More than 600 000 people are formally employed in the agriculture sector, says Laurika du Bois, head of marketing and student recruitment at Agricolleges International. What’s more, is that an estimated 8.5 million people are directly or indirectly dependent on agriculture for their employment and income.
Encouraging school-leavers to take advantage of this growing industry, Du Bois says that agriculture has undergone a startling metamorphosis from the “all-day-in-the-fields” sector it had once been into one that now invites everyone from backyard growers to highly skilled technicians.
“In addition to being part of an industry that has excellent career prospects for skilled individuals and that is critical to the improvement of global food security, there are plenty of other reasons to join the agriculture industry too.
“As the world changes and farmers search for solutions to issues such as climate change, water-smart farming and sustainability, fresh perspectives from young, innovative minds are essential for future growth,” she says.
“The world is moving forward at a swift pace and we need skilled young farmers to ensure agriculture keeps pace.”
Play the sector to your advantage
Du Bois says it is quite shocking that – in a multi-billion-rand industry – many job seekers are unaware of the incredible, high-paying opportunities that agriculture has to offer.
“It’s an industry that is constantly evolving and consistently in desperate need of new talent. Agricultural careers provide job security, competitive pay rates and the chance to really have an impact on your community and the country.
“With the population rising at faster rates than ever before, agricultural careers are becoming increasingly more important. Life is evolving and the way we live it is moving along at a rapid pace. As fast as some skills are becoming obsolete, the demand for others is growing,” she says.
Marianne van der Laarse, managing director at Agrijob, says that more job opportunities are likely to become available in the next year, as the agricultural industry is growing rapidly.
At the same time, secondary schools are not equipped to provide sufficient guidance on the vast career opportunities available in agriculture.

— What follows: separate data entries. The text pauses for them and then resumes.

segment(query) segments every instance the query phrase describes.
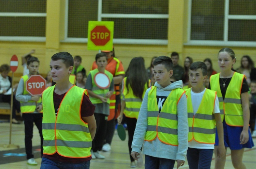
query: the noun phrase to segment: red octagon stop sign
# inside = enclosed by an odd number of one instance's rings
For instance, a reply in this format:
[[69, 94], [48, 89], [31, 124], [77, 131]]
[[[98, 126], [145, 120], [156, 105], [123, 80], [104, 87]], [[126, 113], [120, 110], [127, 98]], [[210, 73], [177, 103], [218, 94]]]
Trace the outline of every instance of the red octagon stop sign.
[[104, 46], [110, 40], [110, 31], [105, 26], [96, 26], [91, 31], [91, 40], [96, 46]]
[[46, 80], [40, 75], [31, 75], [26, 82], [26, 90], [32, 96], [40, 96], [46, 89]]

“Our view is that most school learners who decide to study agriculture, have had previous exposure to agriculture, for instance [from] a family member who has been farming, commercial or small-scale, or exposure to processing of agricultural products, or have a natural affinity to agriculture,” Van der Laarse says.
The next obstacle, she says, is that many school leavers might have some interest in agriculture, which could have been sparked by a television programme for instance, but they do not know where to find more information.

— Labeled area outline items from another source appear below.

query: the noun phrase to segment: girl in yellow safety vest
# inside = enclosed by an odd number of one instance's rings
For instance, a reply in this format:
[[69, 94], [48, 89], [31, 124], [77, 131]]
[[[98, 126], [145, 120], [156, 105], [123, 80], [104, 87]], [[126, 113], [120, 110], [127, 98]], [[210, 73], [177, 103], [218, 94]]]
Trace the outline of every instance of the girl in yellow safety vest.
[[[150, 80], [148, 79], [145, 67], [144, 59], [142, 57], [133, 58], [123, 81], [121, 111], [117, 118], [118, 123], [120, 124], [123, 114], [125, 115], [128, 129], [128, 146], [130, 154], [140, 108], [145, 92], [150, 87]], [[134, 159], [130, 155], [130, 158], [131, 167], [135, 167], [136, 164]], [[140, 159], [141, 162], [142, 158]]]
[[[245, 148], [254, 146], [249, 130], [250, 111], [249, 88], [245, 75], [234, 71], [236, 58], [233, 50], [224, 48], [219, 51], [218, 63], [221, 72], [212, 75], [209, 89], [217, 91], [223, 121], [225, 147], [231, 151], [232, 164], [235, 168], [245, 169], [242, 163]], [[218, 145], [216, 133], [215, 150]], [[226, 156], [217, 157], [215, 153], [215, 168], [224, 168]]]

The most-considered agri careers
Monika Basson from the University of Stellenbosch says that there’s a stronger interest in entering the agricultural sector among school-leavers.
“Issues and buzzwords such as sustainability and food security do draw the attention to programmes such as Food Science and Conservation Ecology, but Animal Sciences is still a favourite amongst many,” she says.

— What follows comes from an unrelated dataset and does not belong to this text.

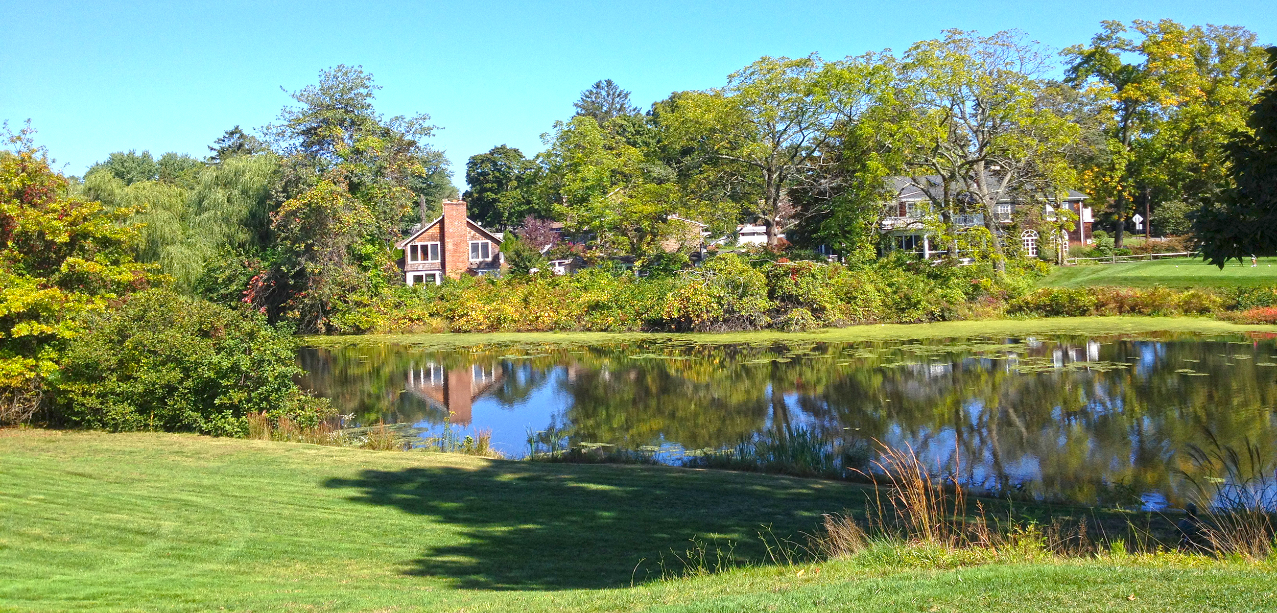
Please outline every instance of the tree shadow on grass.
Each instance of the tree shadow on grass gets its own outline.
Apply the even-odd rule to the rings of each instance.
[[[458,527],[428,543],[407,571],[456,587],[598,589],[682,572],[672,557],[692,539],[734,544],[737,561],[766,563],[760,530],[802,539],[820,515],[862,508],[863,489],[830,481],[722,471],[494,461],[485,467],[365,470],[331,479],[352,499]],[[411,535],[406,535],[411,538]]]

“It is a pity that school-leavers – obviously with the right personality, interest and marks – don’t consider programmes such as Forestry and Wood Sciences since there is a shortage of skilled people within these environments.”Monika Basson from the University of Stellenbosch
Meanwhile, according to Du Bois, technology has led to the development of many innovative agricultural products and solutions, creating a host of unusual and exciting career options.
Exciting careers that school-leavers can consider
- Drone technologists – who show farmers how to increase yields and reduce crop damage using sensors, robotics and images from the air.
- Hydrologists – who protect the environment and promote sustainability while helping supply the world with clean, safe water.
- Agriculture communicators – who share the story of agriculture and engage the public to better understand it.
- Food scientists – who improve food products and create new ones using scientific principles that help maintain a wholesome food supply.
- Precision agriculture technologists – who teach farmers how to work better, not harder, by using new technologies that increase crop yields and decrease inputs.
Du Bois adds that there’s a high demand for research scientists, agronomists, veterinarians, salespeople, finance experts, information technologists, electricians and mechanics, just to name a few.
With skills shortages come great opportunity
Each part of the value chain in agriculture is experiencing its own challenges to acquire appropriate skills. Van der Laarse says that the value chain consists of five sectors covering from input supplies, the growing of plants and production of animals and harvesting to sorting, packing, processing, post-harvest handling, transportation and logistics, marketing, selling, trading and consumer science and behaviour. All of these experience skills shortages.
“For example, the input industry is struggling to find experienced breeders of plants, vegetables and crops such as sorghum. This sector also experiences a shortage of horticulturists, agronomists or agriculturists to provide technical support to growers, and especially technical sales.”
And young adults who really want to set themselves apart, can follow one qualification with another, advises Van der Laarse. Graduates with integrated qualifications and skills such as the combination of a BSc Agriculture degree and an additional commercial, trade or management qualification, or industrial engineering, is a rare combination that is in high demand.